A pilot test in Cameroon of CellScope Loa, a mobile phone-based video microscope, found that the device was as good as conventional blood smears in detecting levels of the Loa loa parasitic worm. (Image courtesy of NIAID)

The video CellScope, which uses motion instead of molecular markers or fluorescent stains to detect the movement of Loa loa worms, was as accurate as conventional screening methods, the researchers found. The mobile phone microscope, named CellScope Loa, pairs a smartphone with a 3D-printed plastic base where the sample of blood is positioned. The base included LED lights, microcontrollers, gears, circuitry, and a USB port.
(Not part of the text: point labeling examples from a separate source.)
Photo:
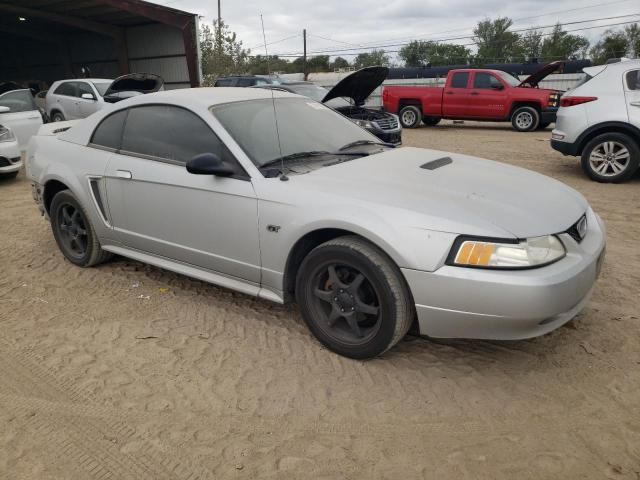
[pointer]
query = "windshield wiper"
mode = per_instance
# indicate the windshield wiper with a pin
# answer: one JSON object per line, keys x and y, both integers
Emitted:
{"x": 365, "y": 142}
{"x": 312, "y": 153}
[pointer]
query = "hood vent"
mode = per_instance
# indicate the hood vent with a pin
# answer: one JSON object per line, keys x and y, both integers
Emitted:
{"x": 440, "y": 162}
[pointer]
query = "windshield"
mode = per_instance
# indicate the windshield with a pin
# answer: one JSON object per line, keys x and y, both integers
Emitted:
{"x": 510, "y": 79}
{"x": 304, "y": 126}
{"x": 101, "y": 87}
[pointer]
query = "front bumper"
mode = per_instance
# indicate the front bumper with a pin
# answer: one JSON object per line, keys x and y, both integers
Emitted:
{"x": 565, "y": 148}
{"x": 454, "y": 302}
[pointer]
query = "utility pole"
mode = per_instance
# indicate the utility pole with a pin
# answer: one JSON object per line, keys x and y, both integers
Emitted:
{"x": 304, "y": 57}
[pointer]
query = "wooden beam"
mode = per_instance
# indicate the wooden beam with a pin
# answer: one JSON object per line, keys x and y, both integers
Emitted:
{"x": 154, "y": 12}
{"x": 76, "y": 22}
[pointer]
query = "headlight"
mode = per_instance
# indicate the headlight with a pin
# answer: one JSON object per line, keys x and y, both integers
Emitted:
{"x": 530, "y": 253}
{"x": 6, "y": 135}
{"x": 364, "y": 123}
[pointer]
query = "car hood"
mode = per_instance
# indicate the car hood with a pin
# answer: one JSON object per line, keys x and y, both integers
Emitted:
{"x": 535, "y": 78}
{"x": 451, "y": 193}
{"x": 359, "y": 85}
{"x": 133, "y": 84}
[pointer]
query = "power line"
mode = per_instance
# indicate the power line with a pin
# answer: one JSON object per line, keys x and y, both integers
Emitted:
{"x": 493, "y": 43}
{"x": 514, "y": 20}
{"x": 345, "y": 51}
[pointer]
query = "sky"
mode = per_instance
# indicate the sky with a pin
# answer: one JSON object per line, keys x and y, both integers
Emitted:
{"x": 344, "y": 26}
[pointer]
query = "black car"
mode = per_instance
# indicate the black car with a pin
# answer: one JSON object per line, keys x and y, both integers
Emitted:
{"x": 348, "y": 98}
{"x": 245, "y": 81}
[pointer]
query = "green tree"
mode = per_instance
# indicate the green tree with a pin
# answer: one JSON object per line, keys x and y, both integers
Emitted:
{"x": 420, "y": 53}
{"x": 339, "y": 62}
{"x": 531, "y": 43}
{"x": 370, "y": 59}
{"x": 633, "y": 36}
{"x": 559, "y": 45}
{"x": 221, "y": 51}
{"x": 495, "y": 42}
{"x": 258, "y": 65}
{"x": 612, "y": 45}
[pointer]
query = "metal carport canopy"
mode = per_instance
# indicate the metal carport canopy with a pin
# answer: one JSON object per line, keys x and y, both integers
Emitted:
{"x": 46, "y": 40}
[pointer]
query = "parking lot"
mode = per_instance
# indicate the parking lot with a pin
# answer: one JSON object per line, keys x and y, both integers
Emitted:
{"x": 126, "y": 371}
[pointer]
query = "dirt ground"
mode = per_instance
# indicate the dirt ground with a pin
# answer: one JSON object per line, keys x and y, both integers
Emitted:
{"x": 126, "y": 371}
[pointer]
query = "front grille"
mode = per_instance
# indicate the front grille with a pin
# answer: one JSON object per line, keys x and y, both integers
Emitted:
{"x": 387, "y": 123}
{"x": 578, "y": 230}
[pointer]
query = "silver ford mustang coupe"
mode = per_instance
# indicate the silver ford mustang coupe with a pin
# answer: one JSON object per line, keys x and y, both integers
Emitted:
{"x": 283, "y": 198}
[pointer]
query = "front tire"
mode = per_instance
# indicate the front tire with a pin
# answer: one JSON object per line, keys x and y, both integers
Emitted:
{"x": 73, "y": 231}
{"x": 611, "y": 158}
{"x": 410, "y": 116}
{"x": 525, "y": 119}
{"x": 353, "y": 298}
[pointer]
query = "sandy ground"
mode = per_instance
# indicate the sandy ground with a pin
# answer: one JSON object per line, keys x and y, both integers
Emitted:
{"x": 130, "y": 372}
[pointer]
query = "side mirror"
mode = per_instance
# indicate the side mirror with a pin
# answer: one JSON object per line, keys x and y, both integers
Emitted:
{"x": 209, "y": 164}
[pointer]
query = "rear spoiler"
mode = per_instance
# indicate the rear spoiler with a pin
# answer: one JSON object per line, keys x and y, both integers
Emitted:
{"x": 55, "y": 128}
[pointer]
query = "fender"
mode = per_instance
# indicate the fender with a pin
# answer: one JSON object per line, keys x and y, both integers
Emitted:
{"x": 603, "y": 127}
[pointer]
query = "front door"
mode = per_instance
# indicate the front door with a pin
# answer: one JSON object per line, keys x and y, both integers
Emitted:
{"x": 632, "y": 96}
{"x": 157, "y": 207}
{"x": 487, "y": 98}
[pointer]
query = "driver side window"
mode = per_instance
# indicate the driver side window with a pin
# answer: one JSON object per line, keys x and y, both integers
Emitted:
{"x": 171, "y": 134}
{"x": 485, "y": 81}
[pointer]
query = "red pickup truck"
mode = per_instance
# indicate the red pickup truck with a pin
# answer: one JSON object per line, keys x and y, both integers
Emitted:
{"x": 476, "y": 94}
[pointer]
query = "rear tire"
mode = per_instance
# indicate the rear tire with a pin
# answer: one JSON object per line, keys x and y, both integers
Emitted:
{"x": 525, "y": 119}
{"x": 354, "y": 298}
{"x": 73, "y": 231}
{"x": 431, "y": 121}
{"x": 8, "y": 176}
{"x": 410, "y": 116}
{"x": 611, "y": 158}
{"x": 57, "y": 117}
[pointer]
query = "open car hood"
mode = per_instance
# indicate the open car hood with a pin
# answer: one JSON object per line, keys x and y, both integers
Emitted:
{"x": 359, "y": 85}
{"x": 535, "y": 78}
{"x": 131, "y": 85}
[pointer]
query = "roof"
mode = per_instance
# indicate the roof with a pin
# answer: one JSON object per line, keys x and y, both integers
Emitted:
{"x": 109, "y": 13}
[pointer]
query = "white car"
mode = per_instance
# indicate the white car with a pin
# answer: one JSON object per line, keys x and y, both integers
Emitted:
{"x": 74, "y": 99}
{"x": 600, "y": 121}
{"x": 10, "y": 159}
{"x": 19, "y": 112}
{"x": 79, "y": 98}
{"x": 368, "y": 239}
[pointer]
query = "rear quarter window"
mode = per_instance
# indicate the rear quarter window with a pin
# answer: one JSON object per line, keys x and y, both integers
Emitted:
{"x": 18, "y": 101}
{"x": 108, "y": 133}
{"x": 460, "y": 80}
{"x": 633, "y": 80}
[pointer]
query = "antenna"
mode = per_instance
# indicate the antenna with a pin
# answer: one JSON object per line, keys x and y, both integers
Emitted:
{"x": 283, "y": 176}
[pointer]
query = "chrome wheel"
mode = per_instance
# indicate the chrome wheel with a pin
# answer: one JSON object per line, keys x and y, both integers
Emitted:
{"x": 609, "y": 158}
{"x": 409, "y": 117}
{"x": 524, "y": 120}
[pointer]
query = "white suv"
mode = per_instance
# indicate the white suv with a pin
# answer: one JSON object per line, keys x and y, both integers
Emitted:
{"x": 73, "y": 99}
{"x": 600, "y": 121}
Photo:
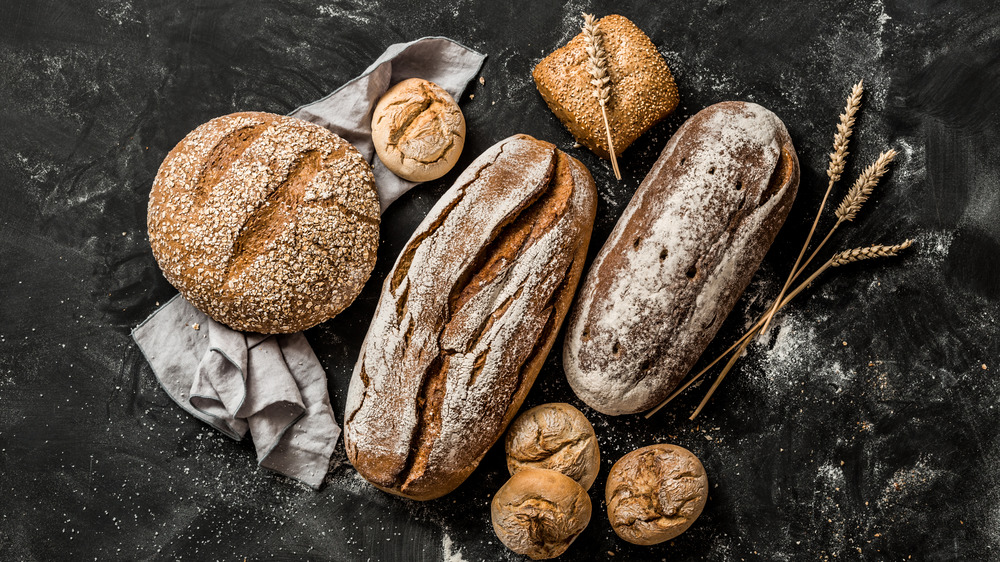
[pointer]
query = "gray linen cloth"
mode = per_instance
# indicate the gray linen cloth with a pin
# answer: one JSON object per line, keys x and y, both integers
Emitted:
{"x": 273, "y": 385}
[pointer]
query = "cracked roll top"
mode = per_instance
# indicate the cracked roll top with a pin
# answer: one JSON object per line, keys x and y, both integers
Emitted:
{"x": 539, "y": 513}
{"x": 265, "y": 223}
{"x": 418, "y": 130}
{"x": 557, "y": 437}
{"x": 683, "y": 251}
{"x": 655, "y": 493}
{"x": 467, "y": 317}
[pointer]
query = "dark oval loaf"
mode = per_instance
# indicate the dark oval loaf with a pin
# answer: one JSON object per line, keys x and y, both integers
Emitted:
{"x": 467, "y": 317}
{"x": 683, "y": 251}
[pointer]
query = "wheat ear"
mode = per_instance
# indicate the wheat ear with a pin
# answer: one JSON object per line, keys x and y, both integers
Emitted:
{"x": 838, "y": 158}
{"x": 853, "y": 201}
{"x": 839, "y": 259}
{"x": 842, "y": 258}
{"x": 597, "y": 65}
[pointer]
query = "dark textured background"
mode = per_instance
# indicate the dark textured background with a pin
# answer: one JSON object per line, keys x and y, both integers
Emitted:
{"x": 863, "y": 424}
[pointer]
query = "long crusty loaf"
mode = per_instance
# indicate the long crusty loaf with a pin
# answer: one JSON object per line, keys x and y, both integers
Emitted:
{"x": 683, "y": 251}
{"x": 467, "y": 316}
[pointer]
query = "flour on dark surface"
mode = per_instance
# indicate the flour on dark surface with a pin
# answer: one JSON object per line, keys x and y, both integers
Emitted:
{"x": 862, "y": 425}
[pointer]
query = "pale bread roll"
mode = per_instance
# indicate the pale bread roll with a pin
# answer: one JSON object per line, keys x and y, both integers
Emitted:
{"x": 655, "y": 493}
{"x": 557, "y": 437}
{"x": 418, "y": 130}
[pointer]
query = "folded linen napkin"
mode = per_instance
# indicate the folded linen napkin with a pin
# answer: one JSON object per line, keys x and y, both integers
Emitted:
{"x": 273, "y": 385}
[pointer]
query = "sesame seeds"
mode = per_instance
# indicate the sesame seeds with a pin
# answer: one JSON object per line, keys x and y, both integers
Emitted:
{"x": 642, "y": 89}
{"x": 254, "y": 215}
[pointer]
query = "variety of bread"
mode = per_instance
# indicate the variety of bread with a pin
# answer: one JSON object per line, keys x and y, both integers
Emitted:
{"x": 655, "y": 493}
{"x": 539, "y": 513}
{"x": 265, "y": 223}
{"x": 270, "y": 224}
{"x": 418, "y": 130}
{"x": 467, "y": 316}
{"x": 557, "y": 437}
{"x": 679, "y": 257}
{"x": 642, "y": 89}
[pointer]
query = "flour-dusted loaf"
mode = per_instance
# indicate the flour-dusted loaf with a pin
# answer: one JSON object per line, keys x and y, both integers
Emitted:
{"x": 265, "y": 223}
{"x": 467, "y": 316}
{"x": 683, "y": 251}
{"x": 655, "y": 493}
{"x": 643, "y": 91}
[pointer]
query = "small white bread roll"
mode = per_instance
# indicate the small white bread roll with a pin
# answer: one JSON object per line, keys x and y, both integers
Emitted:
{"x": 418, "y": 130}
{"x": 655, "y": 493}
{"x": 539, "y": 513}
{"x": 555, "y": 436}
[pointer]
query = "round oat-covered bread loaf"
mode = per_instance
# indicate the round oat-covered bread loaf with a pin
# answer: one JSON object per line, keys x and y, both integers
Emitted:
{"x": 418, "y": 130}
{"x": 655, "y": 493}
{"x": 555, "y": 436}
{"x": 540, "y": 513}
{"x": 265, "y": 223}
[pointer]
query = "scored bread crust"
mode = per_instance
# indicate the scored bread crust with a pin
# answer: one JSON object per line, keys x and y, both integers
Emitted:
{"x": 265, "y": 223}
{"x": 679, "y": 257}
{"x": 467, "y": 317}
{"x": 643, "y": 91}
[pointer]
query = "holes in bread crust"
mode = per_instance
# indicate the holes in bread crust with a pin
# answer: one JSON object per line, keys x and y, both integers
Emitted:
{"x": 779, "y": 177}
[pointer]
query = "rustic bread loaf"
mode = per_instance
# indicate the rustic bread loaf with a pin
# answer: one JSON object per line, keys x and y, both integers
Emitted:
{"x": 418, "y": 130}
{"x": 655, "y": 493}
{"x": 467, "y": 316}
{"x": 681, "y": 254}
{"x": 539, "y": 513}
{"x": 554, "y": 436}
{"x": 265, "y": 223}
{"x": 642, "y": 89}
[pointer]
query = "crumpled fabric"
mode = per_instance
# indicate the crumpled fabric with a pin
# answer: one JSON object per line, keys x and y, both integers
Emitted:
{"x": 273, "y": 385}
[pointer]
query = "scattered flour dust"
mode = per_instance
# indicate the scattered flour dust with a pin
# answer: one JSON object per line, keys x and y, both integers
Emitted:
{"x": 793, "y": 357}
{"x": 450, "y": 552}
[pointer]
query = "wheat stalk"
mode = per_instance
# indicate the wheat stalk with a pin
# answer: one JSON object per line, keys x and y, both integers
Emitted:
{"x": 858, "y": 254}
{"x": 852, "y": 202}
{"x": 597, "y": 66}
{"x": 839, "y": 259}
{"x": 838, "y": 158}
{"x": 863, "y": 187}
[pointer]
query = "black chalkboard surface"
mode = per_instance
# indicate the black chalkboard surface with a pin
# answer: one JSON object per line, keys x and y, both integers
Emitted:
{"x": 863, "y": 425}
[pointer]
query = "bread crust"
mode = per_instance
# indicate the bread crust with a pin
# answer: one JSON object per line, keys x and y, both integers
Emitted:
{"x": 679, "y": 257}
{"x": 655, "y": 493}
{"x": 418, "y": 130}
{"x": 265, "y": 223}
{"x": 539, "y": 513}
{"x": 467, "y": 317}
{"x": 554, "y": 436}
{"x": 643, "y": 91}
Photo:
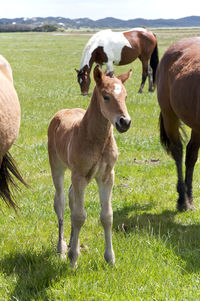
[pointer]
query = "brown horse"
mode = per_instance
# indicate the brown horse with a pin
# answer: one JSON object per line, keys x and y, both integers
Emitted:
{"x": 9, "y": 128}
{"x": 178, "y": 90}
{"x": 119, "y": 48}
{"x": 83, "y": 141}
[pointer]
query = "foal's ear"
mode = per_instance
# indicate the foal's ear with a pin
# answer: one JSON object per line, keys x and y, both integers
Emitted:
{"x": 98, "y": 75}
{"x": 125, "y": 76}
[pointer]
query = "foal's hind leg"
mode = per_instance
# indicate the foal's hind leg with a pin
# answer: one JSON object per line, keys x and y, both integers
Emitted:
{"x": 59, "y": 204}
{"x": 191, "y": 158}
{"x": 171, "y": 125}
{"x": 78, "y": 215}
{"x": 105, "y": 191}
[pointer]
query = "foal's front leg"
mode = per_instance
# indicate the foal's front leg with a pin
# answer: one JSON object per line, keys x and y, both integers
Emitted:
{"x": 105, "y": 192}
{"x": 59, "y": 207}
{"x": 78, "y": 215}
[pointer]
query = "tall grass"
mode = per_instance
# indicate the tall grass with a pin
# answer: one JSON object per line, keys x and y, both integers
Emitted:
{"x": 157, "y": 249}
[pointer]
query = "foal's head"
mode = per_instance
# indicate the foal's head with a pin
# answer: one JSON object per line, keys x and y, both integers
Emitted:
{"x": 83, "y": 77}
{"x": 112, "y": 98}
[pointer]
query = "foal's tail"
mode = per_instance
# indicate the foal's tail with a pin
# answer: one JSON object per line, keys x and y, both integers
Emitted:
{"x": 163, "y": 135}
{"x": 8, "y": 169}
{"x": 154, "y": 60}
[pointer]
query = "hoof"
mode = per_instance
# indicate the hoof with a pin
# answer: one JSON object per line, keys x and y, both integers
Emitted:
{"x": 62, "y": 248}
{"x": 151, "y": 90}
{"x": 110, "y": 257}
{"x": 185, "y": 206}
{"x": 73, "y": 258}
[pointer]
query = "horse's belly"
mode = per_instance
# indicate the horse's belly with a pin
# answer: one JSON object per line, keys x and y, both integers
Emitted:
{"x": 128, "y": 55}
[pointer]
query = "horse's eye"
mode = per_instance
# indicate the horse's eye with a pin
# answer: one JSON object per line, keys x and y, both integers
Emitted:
{"x": 106, "y": 98}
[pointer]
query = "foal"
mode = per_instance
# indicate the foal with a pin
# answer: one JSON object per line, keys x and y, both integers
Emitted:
{"x": 83, "y": 141}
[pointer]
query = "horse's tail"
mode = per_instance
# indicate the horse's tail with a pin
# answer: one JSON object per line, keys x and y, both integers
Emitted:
{"x": 154, "y": 60}
{"x": 8, "y": 169}
{"x": 163, "y": 135}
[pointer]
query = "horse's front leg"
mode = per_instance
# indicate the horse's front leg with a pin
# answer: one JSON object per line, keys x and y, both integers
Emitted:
{"x": 105, "y": 192}
{"x": 59, "y": 207}
{"x": 78, "y": 215}
{"x": 144, "y": 74}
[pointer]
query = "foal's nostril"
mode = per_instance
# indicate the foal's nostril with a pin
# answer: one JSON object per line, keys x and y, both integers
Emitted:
{"x": 125, "y": 122}
{"x": 122, "y": 121}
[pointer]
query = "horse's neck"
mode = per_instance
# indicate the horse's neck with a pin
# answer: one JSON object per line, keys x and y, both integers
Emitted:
{"x": 87, "y": 56}
{"x": 98, "y": 128}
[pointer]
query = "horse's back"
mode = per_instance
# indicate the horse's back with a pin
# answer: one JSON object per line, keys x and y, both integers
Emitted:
{"x": 9, "y": 112}
{"x": 178, "y": 80}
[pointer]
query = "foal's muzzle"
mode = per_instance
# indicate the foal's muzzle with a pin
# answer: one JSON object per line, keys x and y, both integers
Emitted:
{"x": 123, "y": 124}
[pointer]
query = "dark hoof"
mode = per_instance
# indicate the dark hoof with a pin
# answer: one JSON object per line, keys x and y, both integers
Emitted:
{"x": 151, "y": 90}
{"x": 185, "y": 206}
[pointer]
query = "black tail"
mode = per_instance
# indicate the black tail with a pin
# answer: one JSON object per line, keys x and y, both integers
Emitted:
{"x": 154, "y": 60}
{"x": 163, "y": 136}
{"x": 7, "y": 170}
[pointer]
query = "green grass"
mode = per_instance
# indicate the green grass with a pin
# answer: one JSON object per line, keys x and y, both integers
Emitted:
{"x": 157, "y": 249}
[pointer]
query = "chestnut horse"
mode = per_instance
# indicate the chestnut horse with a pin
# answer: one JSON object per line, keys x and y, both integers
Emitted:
{"x": 119, "y": 48}
{"x": 9, "y": 128}
{"x": 178, "y": 91}
{"x": 83, "y": 141}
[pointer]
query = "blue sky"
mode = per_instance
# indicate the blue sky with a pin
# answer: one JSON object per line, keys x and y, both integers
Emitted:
{"x": 93, "y": 9}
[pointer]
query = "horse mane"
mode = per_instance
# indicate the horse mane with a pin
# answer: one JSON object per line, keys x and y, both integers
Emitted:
{"x": 91, "y": 45}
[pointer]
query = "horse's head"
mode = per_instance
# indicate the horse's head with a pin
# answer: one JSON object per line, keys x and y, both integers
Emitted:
{"x": 112, "y": 98}
{"x": 83, "y": 77}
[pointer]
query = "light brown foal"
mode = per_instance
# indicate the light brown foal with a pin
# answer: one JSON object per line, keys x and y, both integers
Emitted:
{"x": 83, "y": 141}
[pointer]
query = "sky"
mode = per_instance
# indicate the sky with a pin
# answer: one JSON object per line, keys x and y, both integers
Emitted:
{"x": 93, "y": 9}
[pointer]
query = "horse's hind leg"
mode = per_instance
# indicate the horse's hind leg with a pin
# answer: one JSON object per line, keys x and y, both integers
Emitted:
{"x": 191, "y": 158}
{"x": 105, "y": 191}
{"x": 59, "y": 202}
{"x": 174, "y": 146}
{"x": 150, "y": 78}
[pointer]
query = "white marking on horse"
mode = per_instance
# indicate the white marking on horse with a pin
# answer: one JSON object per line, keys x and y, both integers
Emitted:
{"x": 117, "y": 89}
{"x": 112, "y": 43}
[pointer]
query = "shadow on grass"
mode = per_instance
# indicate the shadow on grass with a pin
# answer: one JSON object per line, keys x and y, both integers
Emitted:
{"x": 34, "y": 273}
{"x": 184, "y": 240}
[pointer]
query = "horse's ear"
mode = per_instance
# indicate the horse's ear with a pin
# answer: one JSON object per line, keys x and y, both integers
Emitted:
{"x": 98, "y": 75}
{"x": 125, "y": 76}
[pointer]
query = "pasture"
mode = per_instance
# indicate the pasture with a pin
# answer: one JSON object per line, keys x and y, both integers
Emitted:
{"x": 157, "y": 249}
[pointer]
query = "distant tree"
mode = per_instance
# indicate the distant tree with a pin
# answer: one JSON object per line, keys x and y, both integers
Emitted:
{"x": 45, "y": 28}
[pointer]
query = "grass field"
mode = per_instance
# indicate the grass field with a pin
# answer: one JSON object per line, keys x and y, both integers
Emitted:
{"x": 157, "y": 249}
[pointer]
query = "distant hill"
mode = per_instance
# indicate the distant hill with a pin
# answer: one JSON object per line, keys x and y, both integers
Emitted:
{"x": 192, "y": 21}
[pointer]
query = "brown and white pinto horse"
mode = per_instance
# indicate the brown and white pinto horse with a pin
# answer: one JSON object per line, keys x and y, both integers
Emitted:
{"x": 83, "y": 141}
{"x": 119, "y": 48}
{"x": 9, "y": 128}
{"x": 178, "y": 90}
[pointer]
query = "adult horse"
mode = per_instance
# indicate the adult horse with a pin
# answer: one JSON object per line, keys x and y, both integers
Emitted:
{"x": 178, "y": 91}
{"x": 9, "y": 128}
{"x": 83, "y": 141}
{"x": 119, "y": 48}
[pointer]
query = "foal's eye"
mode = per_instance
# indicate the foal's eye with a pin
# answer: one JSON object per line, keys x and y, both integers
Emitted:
{"x": 106, "y": 98}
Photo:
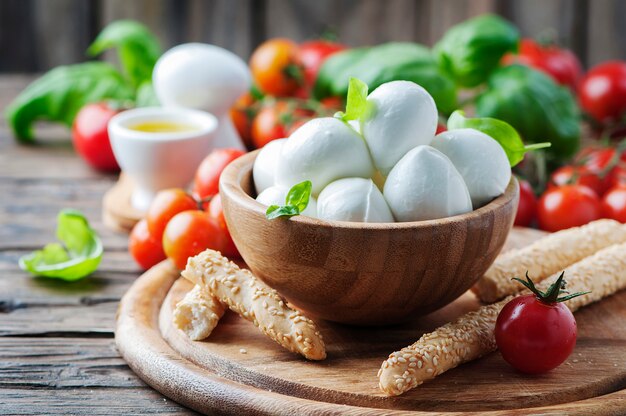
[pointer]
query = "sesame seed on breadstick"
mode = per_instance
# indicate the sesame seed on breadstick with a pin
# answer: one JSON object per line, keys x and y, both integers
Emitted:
{"x": 546, "y": 256}
{"x": 472, "y": 335}
{"x": 198, "y": 313}
{"x": 255, "y": 301}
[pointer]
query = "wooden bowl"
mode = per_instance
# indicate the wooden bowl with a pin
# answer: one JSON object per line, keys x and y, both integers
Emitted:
{"x": 364, "y": 273}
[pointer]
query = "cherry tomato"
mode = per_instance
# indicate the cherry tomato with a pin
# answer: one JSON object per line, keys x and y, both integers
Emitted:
{"x": 574, "y": 175}
{"x": 602, "y": 91}
{"x": 614, "y": 204}
{"x": 207, "y": 180}
{"x": 216, "y": 213}
{"x": 560, "y": 64}
{"x": 568, "y": 206}
{"x": 91, "y": 138}
{"x": 313, "y": 54}
{"x": 146, "y": 249}
{"x": 276, "y": 67}
{"x": 190, "y": 233}
{"x": 527, "y": 208}
{"x": 166, "y": 204}
{"x": 535, "y": 337}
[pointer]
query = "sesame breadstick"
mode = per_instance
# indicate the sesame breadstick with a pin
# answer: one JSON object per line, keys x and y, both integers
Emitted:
{"x": 546, "y": 256}
{"x": 472, "y": 335}
{"x": 198, "y": 313}
{"x": 257, "y": 302}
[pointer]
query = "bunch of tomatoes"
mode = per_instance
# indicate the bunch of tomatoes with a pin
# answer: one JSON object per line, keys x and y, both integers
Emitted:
{"x": 284, "y": 74}
{"x": 179, "y": 225}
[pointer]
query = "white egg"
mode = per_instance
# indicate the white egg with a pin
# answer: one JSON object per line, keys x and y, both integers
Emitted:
{"x": 353, "y": 199}
{"x": 275, "y": 195}
{"x": 425, "y": 185}
{"x": 479, "y": 159}
{"x": 402, "y": 115}
{"x": 322, "y": 151}
{"x": 264, "y": 169}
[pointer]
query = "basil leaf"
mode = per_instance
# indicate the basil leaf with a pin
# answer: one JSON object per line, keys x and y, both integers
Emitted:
{"x": 538, "y": 108}
{"x": 471, "y": 50}
{"x": 80, "y": 256}
{"x": 500, "y": 131}
{"x": 138, "y": 49}
{"x": 61, "y": 92}
{"x": 383, "y": 63}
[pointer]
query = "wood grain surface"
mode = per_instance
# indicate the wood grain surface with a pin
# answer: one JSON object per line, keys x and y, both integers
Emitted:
{"x": 590, "y": 380}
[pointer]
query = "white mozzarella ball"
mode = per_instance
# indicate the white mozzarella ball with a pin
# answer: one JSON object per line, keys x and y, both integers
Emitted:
{"x": 425, "y": 185}
{"x": 479, "y": 159}
{"x": 322, "y": 151}
{"x": 275, "y": 195}
{"x": 353, "y": 199}
{"x": 264, "y": 169}
{"x": 402, "y": 115}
A schematic of the CellScope Loa device: A 3D-printed case houses simple optics, circuitry, and controllers to help process the sample of blood. CellScope Loa can quantify levels of the Loa loa parasitic worm directly from whole blood in less than 3 minutes. (Image by Mike D’Ambrosio and Matt Bakalar, Fletcher Lab, UC Berkeley)

Control of the device is automated through an app the researchers developed for this purpose. With a single touch of the screen by the healthcare worker, the phone communicates wirelessly via Bluetooth to controllers in the base to process and analyze the sample of blood. Gears move the sample in front of the camera, and an algorithm automatically analyzes the telltale "wriggling" motion of the worms in video captured by the phone. The worm count is then displayed on the screen.

Fletcher says previous field tests revealed that automation helped reduce the rate of human error. The procedure takes about two minutes or less, starting from the time the sample is inserted to the display of the results. Pricking a finger and loading the blood onto the capillary adds another minute to the time. The short processing time allows health workers to quickly determine on site whether it is safe to administer the antiparasitic drug ivermectin (IVM).

The researchers are now expanding the study of CellScope Loa to about 40,000 people in Cameroon.